Alih-alih berbaris membentuk formasi sejajar, mengheningkan cipta selama satu menit, para pemain Arab Saudi malah langsung mengambil formasi, berdiri di posisinya masing-masing. Hal yang mengundang reaksi dari banyak orang.
Federasi Sepak Bola Australia (FFA), telah memberitahukan pihak Arab Saudi untuk menggelar ritual ini. Tetapi mereka menolaknya, dengan alasan bukan bagian dari tradisi orang Arab. Mengheningkan cipta adalah hal yang jamak dilakukan di berbagai pertandingan olahraga, tak terkecuali sepak bola.
Pihak Australia mengajukan usul ini karena ada dua warga negara mereka yang menjadi korban di peristiwa serangan di London, yang membunuh total delapan warga.
FIFA telah mengatur dan mengizinkan ritual ini dilakukan. Mengheningkan cipta adalah sebuah upaya saling menguatkan, juga peristiwa untuk mengenang mereka yang telah berpulang. Nyawa yang dikenang tidak selalu insan sepak bola. Klub atau timnas juga mengenang para pahlawan, korban tragedi, dan sebagainya. Tentunya, hal tersebut harus dibicarakan terlebih dahulu sebelum pertandingan.
Ada yang ganjil jika ofisial Arab Saudi beralasan ritual ini bukan bagian dari tradisi mereka. Berdasarkan informasi yang saya himpun dari laporan The Guardian(8/6), atlet-atlet Arab Saudi telah akrab dan juga menjalankan ritual ini.
Ketika Raja Abdullah bin Abdulaziz Al Saud meninggal dua tahun silam, beberapa cabang olahraga mengadakan pengheningan cipta, sebagaimana yang biasa dilakukan orang-orang Barat. Tercatat ada dua olahraga yang melakukannya, yakni polo dan bola tangan.

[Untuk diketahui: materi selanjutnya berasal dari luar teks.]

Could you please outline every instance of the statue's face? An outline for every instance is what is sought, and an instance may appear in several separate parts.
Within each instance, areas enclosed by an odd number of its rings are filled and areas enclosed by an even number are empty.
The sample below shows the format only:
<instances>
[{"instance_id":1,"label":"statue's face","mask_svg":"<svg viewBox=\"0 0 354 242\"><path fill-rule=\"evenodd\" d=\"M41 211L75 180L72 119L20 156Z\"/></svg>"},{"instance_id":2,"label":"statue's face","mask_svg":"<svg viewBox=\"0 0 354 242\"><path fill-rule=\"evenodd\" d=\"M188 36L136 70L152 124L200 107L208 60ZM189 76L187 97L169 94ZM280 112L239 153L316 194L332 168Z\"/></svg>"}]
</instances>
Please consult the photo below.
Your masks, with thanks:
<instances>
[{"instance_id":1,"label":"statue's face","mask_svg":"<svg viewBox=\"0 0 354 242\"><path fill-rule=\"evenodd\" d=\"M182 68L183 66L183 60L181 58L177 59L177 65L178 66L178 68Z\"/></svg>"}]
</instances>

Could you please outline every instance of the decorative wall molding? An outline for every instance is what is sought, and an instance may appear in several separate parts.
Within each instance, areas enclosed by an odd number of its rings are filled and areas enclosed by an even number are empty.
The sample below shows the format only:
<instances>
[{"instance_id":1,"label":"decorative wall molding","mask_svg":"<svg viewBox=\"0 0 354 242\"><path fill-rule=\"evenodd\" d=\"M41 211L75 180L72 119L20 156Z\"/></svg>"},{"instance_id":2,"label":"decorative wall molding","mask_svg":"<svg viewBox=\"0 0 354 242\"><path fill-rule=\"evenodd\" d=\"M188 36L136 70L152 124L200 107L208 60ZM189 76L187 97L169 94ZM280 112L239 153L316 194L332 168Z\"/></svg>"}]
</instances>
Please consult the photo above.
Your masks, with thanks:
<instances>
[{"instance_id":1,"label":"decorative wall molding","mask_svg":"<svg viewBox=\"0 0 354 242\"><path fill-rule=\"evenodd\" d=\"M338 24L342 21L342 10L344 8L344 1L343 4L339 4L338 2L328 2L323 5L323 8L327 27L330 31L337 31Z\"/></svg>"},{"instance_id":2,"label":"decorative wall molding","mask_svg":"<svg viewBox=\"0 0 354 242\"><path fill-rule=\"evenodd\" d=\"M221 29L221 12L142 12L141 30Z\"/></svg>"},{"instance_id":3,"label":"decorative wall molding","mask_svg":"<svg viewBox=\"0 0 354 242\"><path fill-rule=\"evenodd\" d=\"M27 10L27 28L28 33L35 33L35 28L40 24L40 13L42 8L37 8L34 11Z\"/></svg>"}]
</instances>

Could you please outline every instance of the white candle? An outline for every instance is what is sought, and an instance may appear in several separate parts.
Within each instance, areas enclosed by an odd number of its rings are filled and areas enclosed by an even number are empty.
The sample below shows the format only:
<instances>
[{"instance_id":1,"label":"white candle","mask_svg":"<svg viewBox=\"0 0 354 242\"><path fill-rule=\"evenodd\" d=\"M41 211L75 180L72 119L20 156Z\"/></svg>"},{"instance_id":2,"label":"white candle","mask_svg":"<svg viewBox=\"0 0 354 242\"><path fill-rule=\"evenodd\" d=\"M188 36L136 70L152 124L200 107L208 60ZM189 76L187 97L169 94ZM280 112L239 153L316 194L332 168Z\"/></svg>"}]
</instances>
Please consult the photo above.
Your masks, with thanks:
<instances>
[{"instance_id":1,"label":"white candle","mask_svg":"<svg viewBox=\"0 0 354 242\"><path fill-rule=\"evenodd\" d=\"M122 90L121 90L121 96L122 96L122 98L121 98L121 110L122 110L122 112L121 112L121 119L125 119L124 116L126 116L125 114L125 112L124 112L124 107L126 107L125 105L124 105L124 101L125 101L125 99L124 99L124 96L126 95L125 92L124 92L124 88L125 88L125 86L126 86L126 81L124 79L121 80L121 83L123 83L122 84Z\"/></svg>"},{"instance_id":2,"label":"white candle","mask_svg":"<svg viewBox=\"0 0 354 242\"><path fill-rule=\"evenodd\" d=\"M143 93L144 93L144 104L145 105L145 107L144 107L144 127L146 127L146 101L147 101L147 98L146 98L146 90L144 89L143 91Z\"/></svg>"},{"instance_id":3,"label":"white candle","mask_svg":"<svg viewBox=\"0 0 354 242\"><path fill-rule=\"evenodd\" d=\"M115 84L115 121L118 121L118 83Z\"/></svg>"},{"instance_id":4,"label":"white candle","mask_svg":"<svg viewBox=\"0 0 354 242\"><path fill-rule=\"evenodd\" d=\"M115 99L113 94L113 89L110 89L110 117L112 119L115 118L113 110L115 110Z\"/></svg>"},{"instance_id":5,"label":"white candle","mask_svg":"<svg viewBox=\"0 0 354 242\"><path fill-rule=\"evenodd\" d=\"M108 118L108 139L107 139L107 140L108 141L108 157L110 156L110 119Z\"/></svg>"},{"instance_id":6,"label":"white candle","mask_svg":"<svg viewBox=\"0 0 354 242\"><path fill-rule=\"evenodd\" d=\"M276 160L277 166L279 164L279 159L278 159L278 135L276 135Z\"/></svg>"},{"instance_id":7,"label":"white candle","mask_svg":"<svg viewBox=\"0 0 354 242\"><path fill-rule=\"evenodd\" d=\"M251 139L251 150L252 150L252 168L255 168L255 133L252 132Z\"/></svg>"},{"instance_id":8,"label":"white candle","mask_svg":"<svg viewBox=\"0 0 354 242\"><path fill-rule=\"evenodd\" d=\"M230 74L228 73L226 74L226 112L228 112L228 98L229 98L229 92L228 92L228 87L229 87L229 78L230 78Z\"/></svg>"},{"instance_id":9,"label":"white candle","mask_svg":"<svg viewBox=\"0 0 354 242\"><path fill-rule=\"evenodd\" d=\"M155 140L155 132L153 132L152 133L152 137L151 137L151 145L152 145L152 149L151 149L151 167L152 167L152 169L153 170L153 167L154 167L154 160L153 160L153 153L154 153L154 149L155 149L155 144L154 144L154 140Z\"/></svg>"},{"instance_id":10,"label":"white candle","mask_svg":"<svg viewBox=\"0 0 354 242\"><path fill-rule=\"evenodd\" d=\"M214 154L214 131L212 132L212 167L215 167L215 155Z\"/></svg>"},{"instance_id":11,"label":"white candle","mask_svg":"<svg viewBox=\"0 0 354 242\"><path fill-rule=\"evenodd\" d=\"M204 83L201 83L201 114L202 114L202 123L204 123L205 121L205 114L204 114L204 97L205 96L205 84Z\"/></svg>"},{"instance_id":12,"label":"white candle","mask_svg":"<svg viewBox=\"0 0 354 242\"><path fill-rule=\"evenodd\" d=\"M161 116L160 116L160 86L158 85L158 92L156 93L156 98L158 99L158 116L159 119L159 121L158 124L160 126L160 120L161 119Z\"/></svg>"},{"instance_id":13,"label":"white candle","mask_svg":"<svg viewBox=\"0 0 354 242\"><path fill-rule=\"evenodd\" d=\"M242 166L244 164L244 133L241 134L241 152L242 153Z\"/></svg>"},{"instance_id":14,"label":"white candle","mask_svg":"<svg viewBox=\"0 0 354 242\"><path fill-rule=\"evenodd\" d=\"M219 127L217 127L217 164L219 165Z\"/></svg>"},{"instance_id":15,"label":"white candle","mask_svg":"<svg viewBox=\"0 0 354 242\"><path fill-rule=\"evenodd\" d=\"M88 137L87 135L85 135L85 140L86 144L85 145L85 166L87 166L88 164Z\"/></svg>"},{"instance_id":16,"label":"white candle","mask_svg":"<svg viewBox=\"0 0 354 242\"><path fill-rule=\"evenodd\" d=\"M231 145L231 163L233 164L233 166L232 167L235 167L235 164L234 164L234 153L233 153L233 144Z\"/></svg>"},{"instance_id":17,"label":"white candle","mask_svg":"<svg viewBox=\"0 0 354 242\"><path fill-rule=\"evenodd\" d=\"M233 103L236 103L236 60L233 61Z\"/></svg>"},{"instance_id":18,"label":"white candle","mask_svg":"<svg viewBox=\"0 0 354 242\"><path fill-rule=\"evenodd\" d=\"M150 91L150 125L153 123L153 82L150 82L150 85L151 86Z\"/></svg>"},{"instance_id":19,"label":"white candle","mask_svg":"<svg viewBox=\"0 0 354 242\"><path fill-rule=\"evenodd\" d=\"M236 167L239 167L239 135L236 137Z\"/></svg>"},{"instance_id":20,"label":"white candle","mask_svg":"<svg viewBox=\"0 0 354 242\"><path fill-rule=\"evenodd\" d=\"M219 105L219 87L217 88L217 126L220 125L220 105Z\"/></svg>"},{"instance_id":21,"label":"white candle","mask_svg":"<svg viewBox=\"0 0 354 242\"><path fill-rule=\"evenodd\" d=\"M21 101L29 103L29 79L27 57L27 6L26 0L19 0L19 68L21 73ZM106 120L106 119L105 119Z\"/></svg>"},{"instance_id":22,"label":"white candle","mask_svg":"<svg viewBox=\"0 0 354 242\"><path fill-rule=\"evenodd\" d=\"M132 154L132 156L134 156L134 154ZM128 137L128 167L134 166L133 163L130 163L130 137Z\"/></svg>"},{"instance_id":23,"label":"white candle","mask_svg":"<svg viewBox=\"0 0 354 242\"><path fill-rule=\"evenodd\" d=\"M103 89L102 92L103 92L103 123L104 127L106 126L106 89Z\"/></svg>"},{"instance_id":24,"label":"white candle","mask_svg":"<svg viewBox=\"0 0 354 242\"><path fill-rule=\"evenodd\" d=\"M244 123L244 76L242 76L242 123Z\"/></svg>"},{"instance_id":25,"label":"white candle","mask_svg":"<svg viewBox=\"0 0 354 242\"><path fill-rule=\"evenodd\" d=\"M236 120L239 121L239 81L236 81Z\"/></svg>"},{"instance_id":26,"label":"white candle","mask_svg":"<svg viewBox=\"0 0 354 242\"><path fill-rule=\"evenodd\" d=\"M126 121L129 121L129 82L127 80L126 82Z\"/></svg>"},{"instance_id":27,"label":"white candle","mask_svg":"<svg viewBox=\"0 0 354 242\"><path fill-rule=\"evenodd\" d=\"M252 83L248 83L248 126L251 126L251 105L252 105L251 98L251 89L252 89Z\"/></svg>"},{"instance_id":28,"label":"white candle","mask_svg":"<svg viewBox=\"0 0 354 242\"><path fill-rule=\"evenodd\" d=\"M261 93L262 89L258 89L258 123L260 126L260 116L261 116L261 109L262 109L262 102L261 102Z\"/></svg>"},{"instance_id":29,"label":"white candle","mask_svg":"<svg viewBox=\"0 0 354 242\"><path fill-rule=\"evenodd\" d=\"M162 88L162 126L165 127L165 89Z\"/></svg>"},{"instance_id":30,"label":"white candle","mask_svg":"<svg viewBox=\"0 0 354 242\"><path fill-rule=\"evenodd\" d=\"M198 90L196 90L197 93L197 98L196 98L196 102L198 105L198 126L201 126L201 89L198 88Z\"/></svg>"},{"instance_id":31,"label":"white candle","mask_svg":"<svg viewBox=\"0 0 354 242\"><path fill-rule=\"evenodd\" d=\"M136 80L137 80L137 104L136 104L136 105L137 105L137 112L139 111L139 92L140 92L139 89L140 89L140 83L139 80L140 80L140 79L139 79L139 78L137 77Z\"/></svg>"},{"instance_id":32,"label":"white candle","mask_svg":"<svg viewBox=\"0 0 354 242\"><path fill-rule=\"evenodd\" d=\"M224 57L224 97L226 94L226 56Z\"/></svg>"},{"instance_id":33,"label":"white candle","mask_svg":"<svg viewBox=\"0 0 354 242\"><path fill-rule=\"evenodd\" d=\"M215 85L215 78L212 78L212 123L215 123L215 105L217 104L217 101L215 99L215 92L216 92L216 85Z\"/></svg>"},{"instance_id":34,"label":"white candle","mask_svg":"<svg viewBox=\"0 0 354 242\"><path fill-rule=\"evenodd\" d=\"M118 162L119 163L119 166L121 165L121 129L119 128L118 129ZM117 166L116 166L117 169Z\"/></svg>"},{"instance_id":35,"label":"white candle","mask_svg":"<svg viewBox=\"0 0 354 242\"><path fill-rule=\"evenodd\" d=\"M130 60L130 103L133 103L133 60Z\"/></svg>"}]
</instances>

1st match of the Silver Cup Zedan v UAE paying a respectful minute of silence for late King Abdullah of Saudi Arabia pic.twitter.com/NhObtDAggJ
— PoloLine (@Pololine) January 23, 2015
A minute of silence for the passing of #SaudiArabia's King Abdullah before Handball World Championships match in Doha pic.twitter.com/cPelMMMGrR
— Times of Oman (@timesofoman) January 23, 2015
Marawi di Filipina, Jakarta, Manchester, lalu London, dunia sedang dilanda teror yang mengincar nyawa penduduk sipil dalam satu bulan terakhir. Serangan-serangan tersebut disinyalir terjadi karena ada seruan dari pemimpin ISIS untuk membunuh para kafir di bulan suci Ramadan.
Para pemain Arab Saudi mungkin merasa perbuatan tersebut sebagai wujud penentangan atas diskriminasi terhadap Islam. Selain itu, agenda media global memang begitu berat sebelah dalam menyiarkan tragedi.
Tidak ada pengheningan cipta bagi mereka yang meninggal di Palestina. Tidak ada upaya mengingat untuk mereka yang mati ditembaki drone Amerika Serikat di Suriah atau Yaman.
Sayangnya, tidak ada rilis berita resmi dari pihak Arab Saudi terkait penolakan mereka. Ini tentu membuat segala komentar terkait sikap mereka sebagai spekulasi.
Arab Saudi sendiri kita kenal kerap bersikap ambivalen terhadap konflik yang terjadi di Timur Tengah. Sebagai negara tempat turunnya wahyu Islam, serta basis dakwah Nabi Muhammad, Arab Saudi justru akrab dengan Amerika Serikat. Mereka mengizinkan wilayahnya dipakai tentara sekutu di Perang Irak. Mereka juga terkesan bersikap ‘biasa’ dengan konflik yang terjadi di Palestina.
Baca juga: Qatar 2022 dan Krisis Diplomasi Kawasan Teluk
Sebagai informasi, ritual minute silence biasanya juga dilakukan oleh mereka yang duduk di bangku ofisial. Para pemain dan staf diharuskan berdiri dan mengeheningkan cipta, sampai batas waktunya tiba. Para pemain Arab Saudi dan ofisial mereka memilih duduk di kesempatan ini.
Setiap orang pasti mati. Setiap hari, bahkan setiap detik, pasti ada jiwa yang kembali. Tetapi mengheningkan cipta adalah sebuah ritual untuk mengenang kematian yang khusus. Kematian yang menjadi kenangan kolektif sebaiknya dikenang, agar kita yang masih bernyawa menjalankan hidup dengan penuh rasa syukur.
Mengheningkan cipta juga merupakan simbol solidaritas bagi mereka yang kehilangan sanak saudara. Bahwa hidup harus terus berjalan, itu betul. Namun alangkah baiknya jika kita tidak tebang pilih dalam memandang tragedi.
Semua nyawa memiliki arti, ke mana orang-orang Arab ketika berbagai tragedi mendera sesama muslim? Mengapa mereka hanya mau mengheningkan cipta untuk kematian seorang raja saja?